Do dyspozycji mamy 4 tryby jazdy. Eco Pro, Dynamic, Sail i Road.
Swoją przygodę zacząłem oczywiście od tego pierwszego. Po części w wyniku ostrzeżeń kolegi, który wydawał mi skuter (uważaj, bo naprawdę szybko się zbiera!) ale też dlatego, że odebrałem go z „połową baku”. Czyli 47 km pozostałego zasięgu.
Okazało się, że C Evolution lubi miejski tryb jazdy - przy wyższych prędkościach zapas prądu topnieje znacznie szybciej, a po drugie, w trybach Eco Pro i Dynamic bardzo skutecznie odzyskuje energię podczas hamowania silnikiem. W praktyce nie trzeba tu za często używać hamulców, bo mimo swojej masy, skuter bardzo szybko zwalnia gdy zwolnimy manetkę. Jeśli jednak zajdzie potrzeba, dwie tarcze hamulcowe z przodu stosunkowo szybko zatrzymają ciężki skuter, czemu będzie towarzyszyło głębokie „nurkowanie”. Fizyki jednak nie da się oszukać.
Ośmielony wolno spadającym zasięgiem i stopniowym nabieraniem wprawy, włączyłem tryb Dynamic, dodałem więcej gazu i po chwili zrozumiałem o czym była mowa podczas wydawania jednośladu. Ten skuter przyspiesza jak szalony! I jest to wciągające jak diabli, bo tego samego dnia jeszcze 2 razy specjalnie wychodziłem z domu, by nacieszyć się jazdą i przyspieszeniem C Evolution. Pewnie myślicie, że pierwszy raz miałem kontakt z tak szybkim jednośladem? Dokładnie - macie rację. Ale, jak już wspominałem na początku - osiągi elektrycznego "maxiskutera" robią wrażenie nie tylko na takich żółtodziobach jak ja. Bardzo przyjemne uczucie.

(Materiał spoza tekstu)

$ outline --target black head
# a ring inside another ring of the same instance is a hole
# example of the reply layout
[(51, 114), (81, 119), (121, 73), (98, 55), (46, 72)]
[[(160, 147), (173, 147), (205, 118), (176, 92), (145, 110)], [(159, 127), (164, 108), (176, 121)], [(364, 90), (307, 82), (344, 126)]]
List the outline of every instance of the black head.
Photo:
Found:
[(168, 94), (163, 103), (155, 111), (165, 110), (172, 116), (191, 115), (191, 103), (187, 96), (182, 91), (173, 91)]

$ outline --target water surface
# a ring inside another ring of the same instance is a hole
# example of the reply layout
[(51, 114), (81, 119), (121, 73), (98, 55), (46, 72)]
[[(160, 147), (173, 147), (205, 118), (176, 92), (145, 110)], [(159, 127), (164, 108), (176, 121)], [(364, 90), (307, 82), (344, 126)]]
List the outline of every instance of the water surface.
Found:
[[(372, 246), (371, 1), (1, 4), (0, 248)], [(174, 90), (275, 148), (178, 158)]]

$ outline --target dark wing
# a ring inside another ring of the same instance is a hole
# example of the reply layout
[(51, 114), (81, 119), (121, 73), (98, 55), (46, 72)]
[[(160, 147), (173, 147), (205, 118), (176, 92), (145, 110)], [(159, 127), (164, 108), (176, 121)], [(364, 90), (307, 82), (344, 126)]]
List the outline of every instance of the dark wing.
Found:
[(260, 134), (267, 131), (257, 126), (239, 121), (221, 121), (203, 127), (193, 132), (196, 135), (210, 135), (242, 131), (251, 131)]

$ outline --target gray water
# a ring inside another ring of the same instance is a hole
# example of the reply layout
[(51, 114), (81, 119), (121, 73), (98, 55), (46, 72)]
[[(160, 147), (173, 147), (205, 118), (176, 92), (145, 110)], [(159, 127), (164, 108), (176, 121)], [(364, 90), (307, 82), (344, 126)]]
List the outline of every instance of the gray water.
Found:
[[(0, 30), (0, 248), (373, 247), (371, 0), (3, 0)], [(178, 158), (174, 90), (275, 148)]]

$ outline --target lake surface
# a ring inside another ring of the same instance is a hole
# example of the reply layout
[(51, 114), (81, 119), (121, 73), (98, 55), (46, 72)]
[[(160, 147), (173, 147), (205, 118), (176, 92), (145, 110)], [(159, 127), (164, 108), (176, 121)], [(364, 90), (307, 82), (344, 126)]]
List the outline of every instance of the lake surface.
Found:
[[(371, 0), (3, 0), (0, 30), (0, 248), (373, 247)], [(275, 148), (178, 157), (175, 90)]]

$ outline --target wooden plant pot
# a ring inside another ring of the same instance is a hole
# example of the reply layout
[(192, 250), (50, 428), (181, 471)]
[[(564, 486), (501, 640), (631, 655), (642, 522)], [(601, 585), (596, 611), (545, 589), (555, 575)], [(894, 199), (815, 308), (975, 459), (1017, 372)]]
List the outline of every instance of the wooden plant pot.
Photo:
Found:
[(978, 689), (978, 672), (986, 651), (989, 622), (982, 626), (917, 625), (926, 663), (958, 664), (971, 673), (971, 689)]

Wróćmy jednak do trybów jazdy. Do dyspozycji mamy jeszcze Road (Dostępna pełna moc, umiarkowane hamowanie silnikiem) i Sail (Dostępna pełna moc, minimalne hamowanie silnikiem). Moim domyślnym wyborem był Dynamic, głównie dlatego, że mogłem zarówno z pełną mocą przyspieszyć w razie potrzeby (lub ochoty) ale i miałem do dyspozycji maksymalne hamowanie silnikiem, które dodawało w podbramkowych sytuacjach kilka cennych procentów baterii.
Na co dzień
Moje 190 cm wzrostu wystarcza, by na postoju podeprzeć się wygodnie pełną stopą, jednak niższy jeździec będzie musiał liczyć się z koniecznością podpierania się palcami. O jeździe w klapkach nie ma mowy! Siedzisko pasażera jest ustawione jeszcze wyżej, bo na wysokości niemalże metra nad ziemią. Wygoda na głównym miejscu - bez zarzutu. O pasażera skuter BMW dba odrobinę mniej i nie oferuje żadnego dodatkowego podparcia lędźwiowego. Przewidziano tu również możliwość przyjęcia nieco bardziej komfortowej pozycji z nogami opartymi na ukośnych podnóżkach, bliżej przedniego koła skutera. Przydaje się to na nieco dłuższych odcinkach bez zatrzymywania.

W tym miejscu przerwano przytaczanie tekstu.